Foi neste seguimento que surgiram grupos como como o NORML Women’s Alliance, ou o Women Grow, nos EUA, que pretendem desconstruir a actual demonização do consumo de canábis e trazer para debate público os seus benefícios, bem como a sua forte conexão com as mulheres e veicular a informação necessária para que exista uma transformação na mentalidade nas sociedades actuais no que diz respeito à utilização de canábis bem como a sua relação histórica com as mulheres.
Portugal, que a partir de 2001, é apontado como um exemplo a seguir, devido à política de descriminalização das drogas, deu, no início de Fevereiro de 2019, um grande passo: entrou em vigor a lei que permite a utilização da canábis para fins medicinais. De acordo com a nova lei, a recomendação dos novos medicamentos à base de canábis só pode ser feita caso os tratamentos convencionais – a pacientes com doenças oncológicas, por exemplo – tiverem efeitos indesejados.
Assim e talvez o mais importante, é que a legalização da canábis para fins medicinais irá permitir aos pacientes tomar controlo da sua própria saúde, um factor psicológico imprescindível para aqueles cujas vidas foram, efectivamente, afectadas sem a sua permissão.

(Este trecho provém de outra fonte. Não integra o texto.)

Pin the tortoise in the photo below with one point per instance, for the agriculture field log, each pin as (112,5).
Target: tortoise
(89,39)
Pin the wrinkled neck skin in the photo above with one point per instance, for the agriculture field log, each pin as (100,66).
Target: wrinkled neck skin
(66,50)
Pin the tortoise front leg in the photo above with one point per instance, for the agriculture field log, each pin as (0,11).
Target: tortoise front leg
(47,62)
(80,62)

Isto significa que, se por um lado Portugal, a par de países como o Uruguai e o Canadá, está no bom caminho para que a normalização da canábis seja uma realidade, por outro lado, ainda é cedo para entendermos se o estado da relação entre a canábis e as mulheres irá manter-se “ é complicado” ou se estas medidas irão dar-lhe um novo rumo, menos controverso, preconceituoso e desinformado. Teremos de aguardar pela forma como a possível normalização do cultivo e uso da canábis irá influenciar a relação que tanto homens como mulheres terão com esta planta, quer no âmbito recreativo quer medicinal.